Apple has warned journalists working for certain Russian news outlets that their iPhones may be compromised with surveillance software called Pegasus.
As first reported by cybersecurity watchdog AccessNow, an unknown group targeted Galina Timchenko, a journalist at the independent Russian media outlet Meduza, in June of 2023 using the Pegasus spyware.
The New York Times reports Apple ultimately sent notifications to iPhone users at several Russian media organizations, warning them that state actors may have compromised their phones with the spyware.
Pegasus is able to retrieve messages, media and contact information from infected phones without alerting the user. The New York Times says some governments, including those of Mexico and Saudi Arabia, have used the software to spy on journalists and other groups.

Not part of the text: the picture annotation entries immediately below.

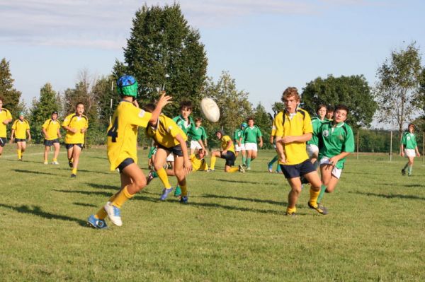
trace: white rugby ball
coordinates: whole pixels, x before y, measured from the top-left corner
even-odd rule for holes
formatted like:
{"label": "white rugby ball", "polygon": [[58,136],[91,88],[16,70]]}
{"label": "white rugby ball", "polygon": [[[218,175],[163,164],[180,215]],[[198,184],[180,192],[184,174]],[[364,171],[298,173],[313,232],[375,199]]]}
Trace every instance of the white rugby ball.
{"label": "white rugby ball", "polygon": [[207,119],[217,122],[220,119],[220,109],[217,103],[211,98],[203,98],[200,101],[200,110]]}

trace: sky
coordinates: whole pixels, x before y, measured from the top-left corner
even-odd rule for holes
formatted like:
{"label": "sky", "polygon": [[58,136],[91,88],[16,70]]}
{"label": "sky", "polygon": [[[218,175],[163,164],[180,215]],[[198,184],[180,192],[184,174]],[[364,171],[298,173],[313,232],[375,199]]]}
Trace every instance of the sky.
{"label": "sky", "polygon": [[[79,74],[111,72],[123,61],[132,19],[142,5],[174,1],[0,0],[0,59],[30,106],[49,82],[74,88]],[[288,86],[318,76],[363,74],[373,86],[393,50],[425,47],[425,1],[181,0],[205,45],[207,74],[223,71],[250,102],[271,110]],[[423,63],[424,64],[424,63]]]}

On its website, Apple says attacks like these — and the warnings it sends when it detects them — are aimed at specific individuals.
“These users are individually targeted because of who they are or what they do,” the company writes. “Unlike traditional cybercriminals, state-sponsored attackers apply exceptional resources to target a very small number of specific individuals and their devices, which makes these attacks much harder to detect and prevent.”
The risk from Pegasus also contributed to Apple’s decision to issue emergency security patches in early September.
The company said “processing a maliciously crafted image” was all it took to give Pegasus access to a device.
The software update is available for the iPhone 8 and later, iPad Pro (all models), iPad Air 3rd generation and later, iPad 5th generation and later, and iPad mini 5th generation and later.
To upadte an iOS device, go to Settings > General > Software Update.